A recent email from Mathokoza Mathunjwa in Piggs Peak tells us about a determined young woman who had to drop out of school, returned to grade 8 at the age of 21, and went on to be a teacher. Her inspiring story reminds us of how an education empowers Swazi women.
Mathokoza writes, “Typical Swazi men can marry as many women as they can… Women are being abused, they are being used. They have always known that their duty is to bear and look after children and satisfy their husbands sexually. Now that norm has to break.”
“Luckily, The Hampton Piggs Peak Partnership has successfully set one woman free and will continue to set more women free. Her name is Nokuthula Tsela; she’s 32 years old now. She used to go to PCH in 2008 when she was doing grade eight, but she had to drop out because of financial challenges. By the time The Hampton Partnership came for her she was at home, without hope. She was 21 by then.”
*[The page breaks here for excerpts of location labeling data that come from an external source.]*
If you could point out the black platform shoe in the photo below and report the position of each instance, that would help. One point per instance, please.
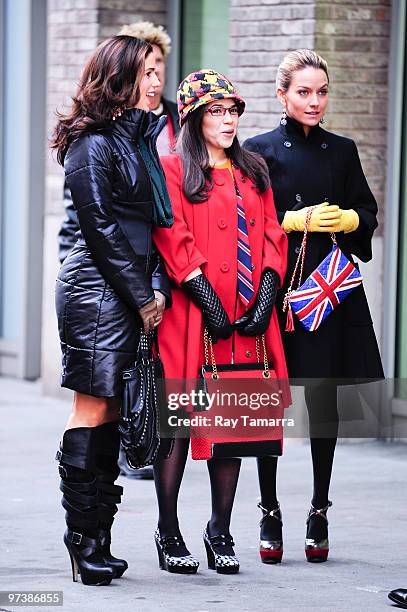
(218, 560)
(173, 555)
(271, 550)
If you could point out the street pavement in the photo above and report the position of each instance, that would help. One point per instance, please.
(368, 524)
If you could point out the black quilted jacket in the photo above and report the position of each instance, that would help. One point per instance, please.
(112, 198)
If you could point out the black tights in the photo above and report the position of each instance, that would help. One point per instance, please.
(168, 473)
(323, 426)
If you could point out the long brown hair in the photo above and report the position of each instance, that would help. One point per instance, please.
(110, 80)
(197, 180)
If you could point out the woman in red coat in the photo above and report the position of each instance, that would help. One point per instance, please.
(226, 256)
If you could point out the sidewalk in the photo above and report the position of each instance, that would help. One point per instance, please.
(368, 523)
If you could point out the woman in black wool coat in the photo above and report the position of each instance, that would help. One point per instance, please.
(111, 284)
(310, 166)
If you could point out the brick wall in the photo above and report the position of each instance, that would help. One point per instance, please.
(354, 38)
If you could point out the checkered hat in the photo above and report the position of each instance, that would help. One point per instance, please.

“She went back to school again, this time with financial support from Hampton and from there she never looked back. She worked so hard and graduated high school in 2012. She then went to the University of Swaziland in 2014… and graduated in 2018. She is now a teacher at Mater Dorolosa High school in Mbababe”
“Nokuthula said, ‘On behalf of all Hampton sponsored students, I express my sincere gratitude for making Hampton Piggs Peak Partnership possible. It is through this partnership that our lives shaped up for the better. The support has opened new opportunities for the young people of Piggs Peak…. You have shown your kindness by lending a hand in our education and well being. The sponsorship has helped us realize that dreams do come true and that we can be what we want. The fact is that you do not expect anything from the students in return for the kind gesture that you have shown to us. Our only duty was to get good grades.”
“Once again thank you so much for your support and generosity. I promise to continue working hard in providing the best education to students and to also give back to others both as a teacher and possibly a sponsor myself. God bless you.’
Mathokoza concludes, “An educated woman cannot stand being cheated on, getting slapped by their husbands… they will stand their ground and fight. For young women, education is power. For all the men in Piggs Peak, this is civilization. I would not be writing this email if it were not for the Hampton Kids. I used to be one of them too. Please do not stop helping.”